The first time I heard the words “abstract expressionism” I was in New York, trying to grab another day of leave before the army shipped me overseas. At that time in 1952, while browsing through Greenwich Village, I came upon The Cedar Tavern. “That’s where the abstract expressionists raise hell,” a sophomore girl from Barnard told me. “If you’re interested in art, that’s where the action is.”
Well, my interest was piqued, but time rushed in and stole me away from that small bar, cramped with the likes of Jackson Pollock, Willem deKooning, and Franz Kline.

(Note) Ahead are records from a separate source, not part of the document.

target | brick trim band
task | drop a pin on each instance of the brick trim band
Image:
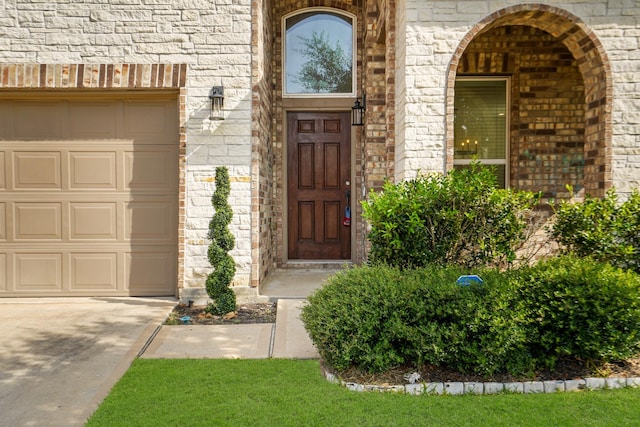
(93, 76)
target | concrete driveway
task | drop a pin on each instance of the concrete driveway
(59, 357)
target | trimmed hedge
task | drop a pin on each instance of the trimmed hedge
(601, 228)
(459, 218)
(377, 317)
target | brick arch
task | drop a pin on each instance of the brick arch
(593, 64)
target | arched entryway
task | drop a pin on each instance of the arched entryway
(558, 102)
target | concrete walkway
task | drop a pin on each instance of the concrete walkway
(60, 357)
(287, 339)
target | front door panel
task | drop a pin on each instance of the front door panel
(319, 171)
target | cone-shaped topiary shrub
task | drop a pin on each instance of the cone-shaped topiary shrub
(222, 241)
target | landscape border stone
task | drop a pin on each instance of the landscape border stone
(459, 388)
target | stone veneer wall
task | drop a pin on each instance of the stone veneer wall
(263, 225)
(211, 41)
(602, 36)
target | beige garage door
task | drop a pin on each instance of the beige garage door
(88, 195)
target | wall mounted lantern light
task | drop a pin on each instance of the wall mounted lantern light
(216, 96)
(357, 111)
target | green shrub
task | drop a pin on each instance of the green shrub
(376, 318)
(580, 308)
(222, 241)
(459, 218)
(601, 228)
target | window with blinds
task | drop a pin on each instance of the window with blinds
(481, 124)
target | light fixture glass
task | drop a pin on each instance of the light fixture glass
(216, 96)
(357, 111)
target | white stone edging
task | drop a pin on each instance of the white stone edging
(457, 388)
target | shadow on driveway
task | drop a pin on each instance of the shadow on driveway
(59, 357)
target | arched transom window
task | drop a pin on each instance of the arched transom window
(319, 54)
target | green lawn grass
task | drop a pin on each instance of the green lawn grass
(278, 392)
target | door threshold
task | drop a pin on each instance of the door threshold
(315, 264)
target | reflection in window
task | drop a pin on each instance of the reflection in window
(319, 54)
(481, 123)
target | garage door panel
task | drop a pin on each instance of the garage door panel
(2, 170)
(49, 123)
(37, 170)
(3, 272)
(149, 122)
(93, 221)
(3, 221)
(92, 170)
(150, 221)
(147, 169)
(38, 221)
(38, 272)
(93, 271)
(92, 120)
(148, 272)
(89, 200)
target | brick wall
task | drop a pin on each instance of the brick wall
(601, 36)
(547, 114)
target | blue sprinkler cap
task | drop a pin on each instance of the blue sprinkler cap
(468, 280)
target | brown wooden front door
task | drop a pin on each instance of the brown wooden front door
(319, 171)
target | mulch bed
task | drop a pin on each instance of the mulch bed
(266, 313)
(246, 313)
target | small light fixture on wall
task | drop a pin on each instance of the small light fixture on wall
(357, 111)
(216, 96)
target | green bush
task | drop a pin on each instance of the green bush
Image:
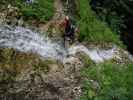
(41, 10)
(92, 29)
(110, 82)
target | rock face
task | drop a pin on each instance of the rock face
(27, 77)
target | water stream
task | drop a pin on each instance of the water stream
(26, 40)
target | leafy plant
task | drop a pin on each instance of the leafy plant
(92, 29)
(114, 82)
(41, 10)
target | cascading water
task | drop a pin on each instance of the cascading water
(25, 40)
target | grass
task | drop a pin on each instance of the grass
(93, 30)
(108, 81)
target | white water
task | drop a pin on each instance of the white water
(26, 40)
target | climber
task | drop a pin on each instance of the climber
(29, 1)
(69, 29)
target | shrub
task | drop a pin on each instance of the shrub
(41, 10)
(114, 82)
(92, 29)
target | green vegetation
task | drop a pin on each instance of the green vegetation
(92, 29)
(41, 10)
(108, 81)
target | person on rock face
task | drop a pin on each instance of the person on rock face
(69, 29)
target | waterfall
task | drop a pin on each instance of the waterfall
(26, 40)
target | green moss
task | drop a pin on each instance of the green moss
(114, 82)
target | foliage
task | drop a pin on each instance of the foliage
(108, 81)
(114, 12)
(40, 9)
(93, 30)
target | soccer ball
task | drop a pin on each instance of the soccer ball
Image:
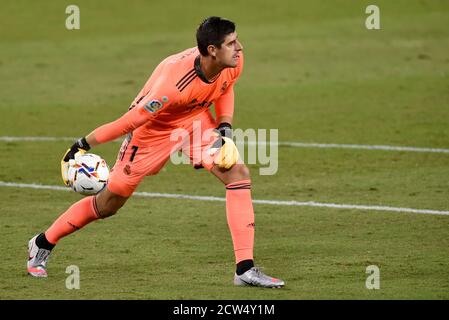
(88, 174)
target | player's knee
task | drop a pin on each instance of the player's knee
(240, 172)
(108, 204)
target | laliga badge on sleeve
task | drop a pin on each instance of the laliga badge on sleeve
(153, 105)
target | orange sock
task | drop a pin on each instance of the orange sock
(240, 215)
(76, 217)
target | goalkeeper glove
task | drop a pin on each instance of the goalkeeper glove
(225, 150)
(80, 146)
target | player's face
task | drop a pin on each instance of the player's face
(229, 53)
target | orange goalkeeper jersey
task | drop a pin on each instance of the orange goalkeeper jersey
(176, 93)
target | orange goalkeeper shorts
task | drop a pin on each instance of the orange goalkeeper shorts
(139, 157)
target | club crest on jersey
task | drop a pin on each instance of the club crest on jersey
(153, 106)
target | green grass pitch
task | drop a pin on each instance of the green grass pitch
(312, 71)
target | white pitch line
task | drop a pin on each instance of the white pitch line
(268, 202)
(281, 143)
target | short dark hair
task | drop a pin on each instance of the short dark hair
(213, 30)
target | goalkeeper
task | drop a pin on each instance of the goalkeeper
(177, 95)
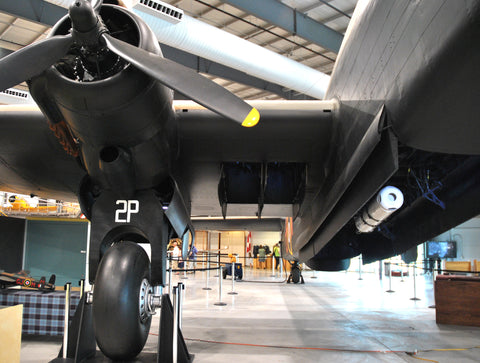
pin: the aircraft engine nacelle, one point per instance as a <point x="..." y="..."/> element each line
<point x="136" y="116"/>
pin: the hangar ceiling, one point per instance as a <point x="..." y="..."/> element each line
<point x="307" y="31"/>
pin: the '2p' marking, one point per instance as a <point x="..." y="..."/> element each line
<point x="126" y="209"/>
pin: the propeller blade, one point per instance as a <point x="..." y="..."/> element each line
<point x="96" y="4"/>
<point x="186" y="81"/>
<point x="32" y="60"/>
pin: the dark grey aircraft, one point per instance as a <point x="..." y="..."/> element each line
<point x="403" y="112"/>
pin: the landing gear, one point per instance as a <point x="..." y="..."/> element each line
<point x="295" y="274"/>
<point x="120" y="306"/>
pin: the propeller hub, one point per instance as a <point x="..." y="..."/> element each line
<point x="83" y="16"/>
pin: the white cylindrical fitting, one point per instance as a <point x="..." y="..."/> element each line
<point x="387" y="201"/>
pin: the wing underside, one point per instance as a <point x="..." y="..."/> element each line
<point x="32" y="161"/>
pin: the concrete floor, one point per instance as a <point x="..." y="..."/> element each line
<point x="332" y="318"/>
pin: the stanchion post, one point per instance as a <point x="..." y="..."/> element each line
<point x="208" y="272"/>
<point x="175" y="324"/>
<point x="220" y="277"/>
<point x="233" y="280"/>
<point x="273" y="265"/>
<point x="414" y="284"/>
<point x="82" y="287"/>
<point x="185" y="270"/>
<point x="181" y="295"/>
<point x="360" y="267"/>
<point x="170" y="285"/>
<point x="389" y="276"/>
<point x="67" y="288"/>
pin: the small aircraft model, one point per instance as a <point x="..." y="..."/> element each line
<point x="23" y="279"/>
<point x="388" y="160"/>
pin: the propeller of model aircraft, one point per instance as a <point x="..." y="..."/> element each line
<point x="89" y="31"/>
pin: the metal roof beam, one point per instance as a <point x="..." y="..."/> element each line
<point x="39" y="11"/>
<point x="291" y="20"/>
<point x="206" y="66"/>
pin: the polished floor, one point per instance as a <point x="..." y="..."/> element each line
<point x="333" y="317"/>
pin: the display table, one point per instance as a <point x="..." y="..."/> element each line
<point x="43" y="312"/>
<point x="456" y="300"/>
<point x="10" y="333"/>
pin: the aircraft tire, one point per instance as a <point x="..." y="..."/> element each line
<point x="295" y="275"/>
<point x="119" y="330"/>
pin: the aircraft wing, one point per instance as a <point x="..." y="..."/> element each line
<point x="31" y="158"/>
<point x="293" y="133"/>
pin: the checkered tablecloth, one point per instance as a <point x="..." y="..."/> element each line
<point x="43" y="313"/>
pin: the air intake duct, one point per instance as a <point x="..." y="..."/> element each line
<point x="387" y="201"/>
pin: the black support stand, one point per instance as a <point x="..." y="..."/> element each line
<point x="165" y="336"/>
<point x="81" y="338"/>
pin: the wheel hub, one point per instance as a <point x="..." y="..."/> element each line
<point x="148" y="301"/>
<point x="144" y="297"/>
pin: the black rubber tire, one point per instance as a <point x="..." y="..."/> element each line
<point x="295" y="275"/>
<point x="119" y="331"/>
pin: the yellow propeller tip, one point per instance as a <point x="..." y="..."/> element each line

It wasn’t until I returned from a tour of duty that included 18 months serving in Korea, that I began to worship the aforementioned artists. Seemed I had brought two visions back with me to the US: Zen calligraphy, brushed with black Sumi ink on rice paper, and the haunting image, indelible in my mind, of an atomic cloud over the devastated city of Hiroshima, Japan. My god. Could this 16-odd number of painters, most of them sons of European immigrants have formed a cauldron influenced by similar visual impressions? Their large canvases bearing the storm of a kind of strange desperation grabbed me by the throat. Different from any paintings I’d seen before, they conveyed both violence and its antithesis, joy, as if that particular combination could carry an artist straight into his dreams.
And there was something else about this new wave of painting called the New York School. It was strictly American. Like jazz, it erupted from the city sidewalks of this country like an astral fist to the face of what had always belonged to an older, more foreign world.